Version: 1.2.0 (using KDE 4.4.2) OS: Linux Hi, I think the find duplicates feature on digi-kam is great, but it is so slow to go through my 20,000 photos, almost all of which have duplicates, and delete the duplicates. So it would be great to have a batch program to delete the duplicates, including a feature to keep the largest of the duplicates. Reproducible: Didn't try
I would like to request the same feature. Just add a button "auto-delete duplicates". For a more comfortable version one could add criteria which one to keep: 1) largest one as suggested above (highest resolution) 2) latest one 3) keep the one from a prefered folder (hierarchy) list
I use this bug as container for bugs with equivalent wishlist
*** Bug 372378 has been marked as a duplicate of this bug. ***
From https://bugs.kde.org/show_bug.cgi?id=372378 : piotergmoter@hotmail.com 2016-11-12 09:24:38 UTC Digikam has powerfull search funtcion, which finds duplicates in albums. Nice feature to have would be to *do* something after the search with the images. The most obvious action could be: delete the duplicates, but the list could go on to different scenarios. This is the real example which occured after I have imported from the mobile camera 1000 photos which could be imported previously, a years ago. They have different file names of course, so from filesystem point of view they are different. I would like to clean my albums, but in automated way and wonder what is possible. P. ---- Wolfgang Scheffner 2016-11-12 18:14:05 UTC Seems a bit difficult to me. How can an automated process decide which one of two identical images to process (delete or whatever)? Of course you could set the threshold to 100% and then say it doesn't matter, just process one of them. But 1. your search result gets very small with 100% and 2. the process would still need a rule to decide and that will most likely not match everybody's needs.

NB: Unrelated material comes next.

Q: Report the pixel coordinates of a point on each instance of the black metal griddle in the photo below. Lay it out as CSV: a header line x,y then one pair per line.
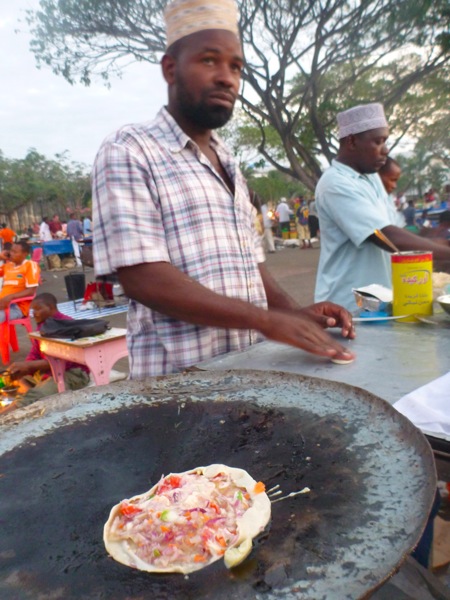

Similarity detection is great but completely useless for people starting out with DigiKam who have *lots* of duplicates. I bet this is a large majority of people especially if they use PhotoMove to structure there files (is preserves duplicate images). I don't understand why this is up for debate after 8 years. I have 100K images from merging multiple collections together. Thousands of them are 100% duplicates. It is impossible to delete them manually. I don't care what folder they are in, I just want them gone. > Seems a bit difficult to me This isn't difficult. Here's are two possible solutions. Both would be trivial to implement. The last one would at least allow the issue to be addressed externally. 1. Two new similarity options: [ ] Use largest image as reference image [ ] Hide reference images from results Checking these options would allow a person to select all "Ref. Images" on the left and then select all images on the right and then press delete. This doesn't work now because the reference image is displayed on the right side and may or may not be the largest (largest megapixel) image. 2. Allow the user to export the duplicate list of images to a csv file with some meta information and file path. This way I could write a script to delete duplicates myself. I could then choose to remove jpgs instead of cr2 or images with smaller megapixel sizes.
*** Bug 377523 has been marked as a duplicate of this bug. ***
same need for me, starting with Digikam I have a lot of duplicates coming from - too much phone pictures dumps - chat apps saved pictures dumps that are duplicates (with wrong metadatas) My 2 needs are also : - auto delete - choose an album as a prefered a higher priority source
Just found that other bug report https://bugs.kde.org/show_bug.cgi?id=388981 that is not really a duplicate but is very related to this request I also found an open source project that did the job for me https://dupeguru.voltaicideas.net/ Hope this can be usefull
*** Bug 430975 has been marked as a duplicate of this bug. ***
Wolfgang Scheffner 2016-11-12 18:14:05 UTC Seems a bit difficult to me. How can an automated process decide which one of two identical images to process (delete or whatever)? Of course you could set the threshold to 100% and then say it doesn't matter, just process one of them. But 1. your search result gets very small with 100% and 2. the process would still need a rule to decide and that will most likely not match everybody's needs. Hi Wolfgang, the dupeguru UI treat this problem by letting the user selecting which folder is the "master" one.